Telah Hasil penelitian terdahulu 
Terkait penelitian tentang “Green Marketing” dan pengaruhnya terhadap Keputusan Pembelian melalui Minat Beli produk organik, untuk memberikan deskripsi dan kerangka konseptual yang lebih komprehensif, penelitian ini dilengkapi dengan hasil-hasil penelitian terdahulu yang sangat menunjang dan bersifat menguatkan atau melemahkan posisi bahasan topik penelitian ini. Selain penjelasan, penelitian terdahulu tergambar dalam bentuk maping pada tabel matriks. 
o Tarkiainen and Sundqvist (2006) melakukan penelitian dengan judul “Subjective Norms, Attitudes and Intentions of Finnish Consumers in Buying Organic Food”. 
o Magistris and Gracia (2008) dalam penelitian yang berjudul “The decision to buy organic food products in Southern Italy”. 
o Kalafatis et al.,(1999) melakukan penelitian dengan judul ”Green Marketing and Ajzen’s Theory of Planned Behavior: A cross-Market examination”. 
o Haryadi R (2009) melakukan penelitian dengan judul “ Pengaruh Green Marketing terhadap Pilihan Konsumen melalui Pendekatan Marketing Mix (Studi kasus pada The Body Shop Jakarta). 
o Fotopoulos dan Krystalis (2002) melakukan penelitian dengan judul “Purchasing motives and profile of the Greek Organic Consumer: A countrywide survey”. 
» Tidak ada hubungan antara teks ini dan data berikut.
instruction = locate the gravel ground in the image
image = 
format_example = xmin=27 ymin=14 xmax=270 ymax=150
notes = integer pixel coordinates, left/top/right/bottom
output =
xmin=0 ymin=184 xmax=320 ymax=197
o Marija Radman (2005) melakukan penelitian dengan judul ”Consumer consumption and perception of organic products in Croatia”. 
o Tsakiridou et al.,(2007) melakukan penelitian dengan judul, “Attitudes And Behavior Towards Organic Products: An Exploratory Study”. 
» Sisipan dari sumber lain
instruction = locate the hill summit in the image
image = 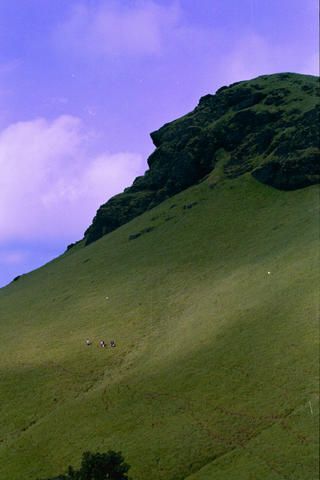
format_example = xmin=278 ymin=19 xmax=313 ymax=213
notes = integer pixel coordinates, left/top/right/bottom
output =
xmin=85 ymin=73 xmax=320 ymax=245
o Zanoli & Naspetti (2002) dalam penelitian yang berjudul, “ Consumer Motivations in the Purchase of Organic food: A Means-End Approach”. 
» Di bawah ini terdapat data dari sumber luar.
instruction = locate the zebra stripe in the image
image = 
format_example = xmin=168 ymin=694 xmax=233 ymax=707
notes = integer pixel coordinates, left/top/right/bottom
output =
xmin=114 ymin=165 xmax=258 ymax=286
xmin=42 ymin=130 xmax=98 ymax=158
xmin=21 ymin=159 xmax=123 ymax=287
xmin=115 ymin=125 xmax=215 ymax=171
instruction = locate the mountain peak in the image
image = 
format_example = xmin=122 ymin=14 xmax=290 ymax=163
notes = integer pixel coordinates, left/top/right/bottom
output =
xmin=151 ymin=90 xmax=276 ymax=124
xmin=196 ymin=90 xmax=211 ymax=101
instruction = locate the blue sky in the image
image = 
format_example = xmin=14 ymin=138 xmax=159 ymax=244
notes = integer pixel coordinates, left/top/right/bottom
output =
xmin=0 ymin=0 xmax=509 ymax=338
o Magnusson, et al., (2001) melakukan penelitian dengan judul,” Attitudes toward Organic Foods among Swedish Consumers”. 
o Tregear, Dent & McGregor (1994) dalam penelitian yang berjudul ”The Demand for Organically Grown Produce”, 
o Hasrini sari (2008) dalam penelitian yang berjudul “Pemasaran Produk Hijau : Profil Pelanggan berdasarkan Usia, Gender, Pendidikan, dan Pengalaman membeli. 
o Junaedi S.MF (2008) melakukan penelitian dengan judul “Pengaruh Gender Sebagai Pemoderasi Pengembangan Model Perilaku Konsumen Hijau Di Indonesia”. 
o Junaedi S.MF (2003), “ Analisis faktor demografi, akses media dan sumber informasi Terhadap kepedulian dan kesadaran lingkungan konsumen: Kajian pemasaran yang berwawasan sosial”.


Hasil penelitian terdahulu diatas, membenarkan/ menjustifikasi determinan perilaku pembelian produk hijau dan produk organik yang ramah lingkungan. Secara umum, mampu mengungkapkan dan menjelaskan bahwa permodelan dari Theory of Planned Behavior/TPB (Teori perilaku rencanaan) dari Ajzen (1991), yang meliputi Minat perilaku, Sikap terhadap Perilaku, Norma-norma Subjektif, dan Kontrol perilaku persepsian, merupakan determinan dari perilaku pembelian (Keputusan membeli) produk organik/produk hijau yang ramah 


lingkungan (Kalafatis, et al.,1999; Tarkiainen and Sundqvist, 2006; Magistris and Gracia, 2008; Tsakiridou et al.,2007; Junaedi,2008; Magnusson, et al., 2001). Selain permodelan dari TPB, penelitian lain yang melihat dari konsep pemasaran yang dideskripsikan sebagai bauran pemasaran atau marketing mix menunjukkan pengaruh yang signifikan terhadap niat beli dan keputusan pembelian (Haryadi, 2009; Tregear, Dent & McGregor,1994; Fotopoulos dan Krystalis, 2002; Radman, 2005; Zanoli & Naspetti, 2002; Junaedi, 2003; Hasrini, 2008).